Institutional investors have continued to turn to active management and alternative investments to meet long-term return assumptions and diversify portfolio risks in the face of growing volatility, according to survey findings by Natixis Investment Managers.
The survey found that seven in 10 investors found that the addition of alternative was important for diversifying portfolio risk, with another 57 per cent saying that investing in alternatives was necessary to outperform the broader market.
The trend was additionally exacerbated in the Asia Pacific market where institutions said they were mostly planning to increase their allocation to all alternatives, such as private equity, real estate investment trusts (REITs), and real estate and infrastructure.
Furthermore, 74 per cent of those investors admitted that the potential returns of illiquid investments were worth the risk.

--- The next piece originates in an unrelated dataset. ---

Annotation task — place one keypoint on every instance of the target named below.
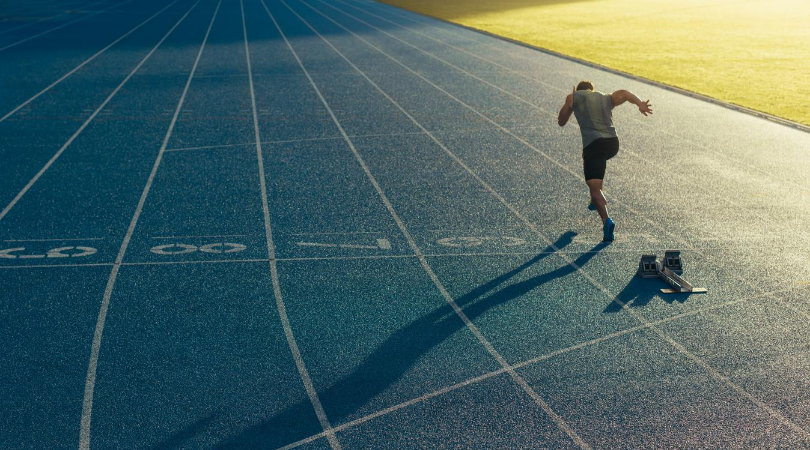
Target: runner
(594, 113)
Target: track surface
(335, 224)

The survey, which examined about 500 institutional investors around the world, also asked institutional investors to match the best alternative strategies with specific portfolio objectives, who indicated that the best were:
Natixis’ Australian chief executive, Damon Hambly, said: “As allocations decline for the third consecutive year, investors are questioning the benefits of passive strategies, with nearly 60 per cent saying passing investing artificially suppresses volatility and distort relative stock prices, 57 per cent fearing it creates risk/return trade-offs, and 63 per cent believing it increases systemic risks (63 per cent).”
The surveyed investors also said that, according to them, the current market environment was likely to be favourable to active management in 2018.

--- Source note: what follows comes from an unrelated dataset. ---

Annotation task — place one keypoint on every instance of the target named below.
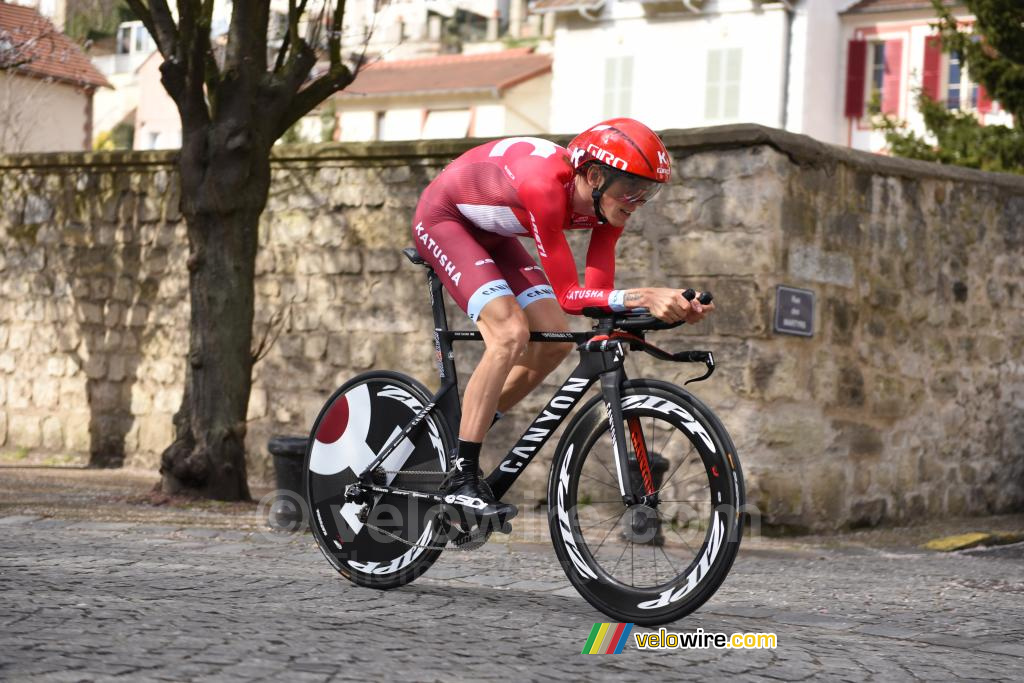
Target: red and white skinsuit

However, in 2015 the survey found that institutions expected that 43 per cent of total assets would be invested in passive strategies in 2018, but in reality the figure was far lower.

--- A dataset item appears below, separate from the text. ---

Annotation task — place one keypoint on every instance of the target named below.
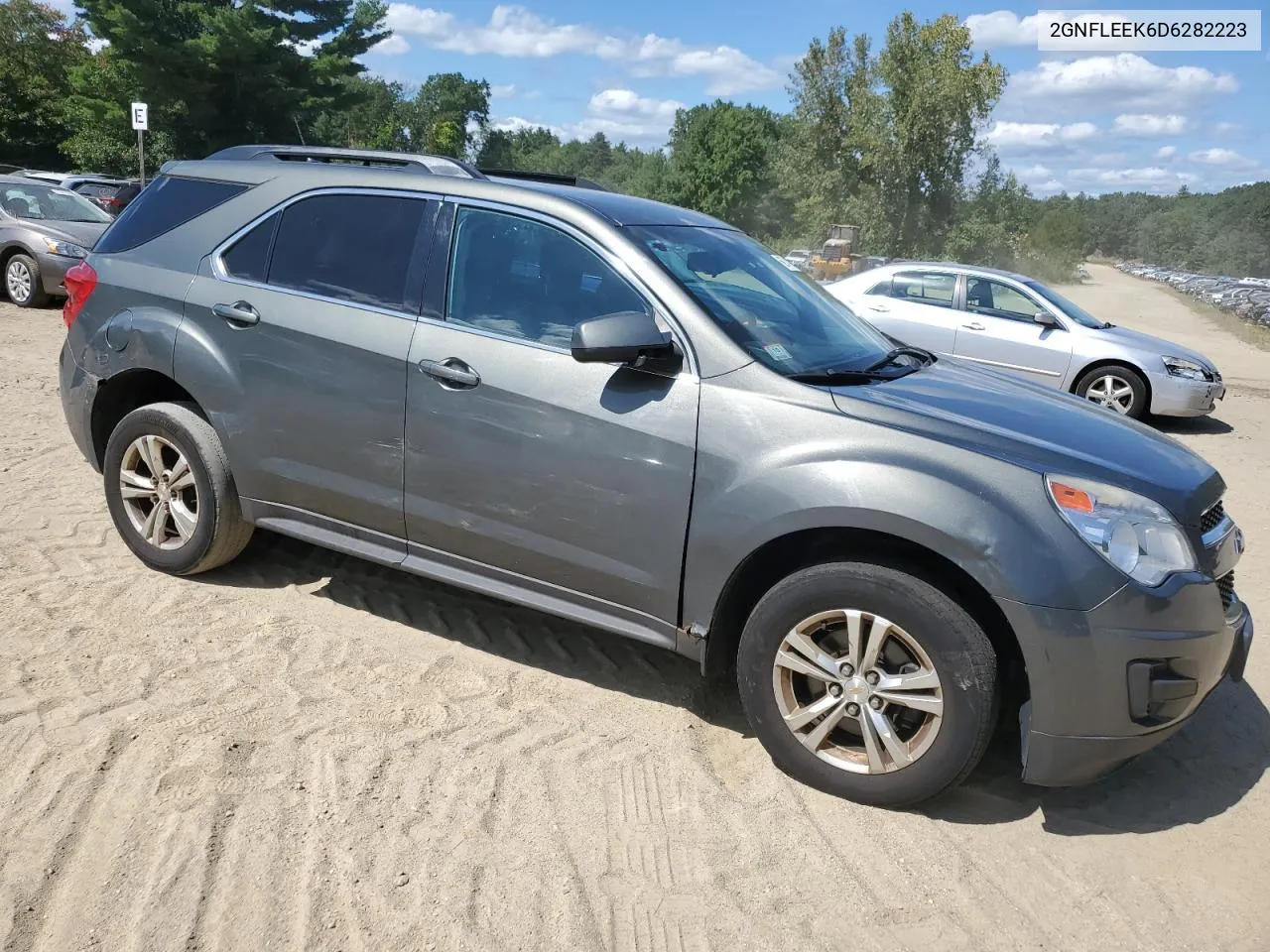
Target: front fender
(826, 470)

As far as investing in environmental, social and governance (ESG) issues was concerned, five in six institutions said that new approach was needed, with a strong focus on integrating ESG into it.
Dave Goodsell, executive director of Natixis’ Center for Investor Insight, said: “Institutional investors have witnessed the impact of environmental, social and governance events at numerous companies in recent years and watched as stock values declined right along with corporate reputations.”
“Attitudes towards ESG investing are changing dramatically, with the vast majority of institutions now saying that ESG leads to alpha generation and will become standard practice in less than five years.”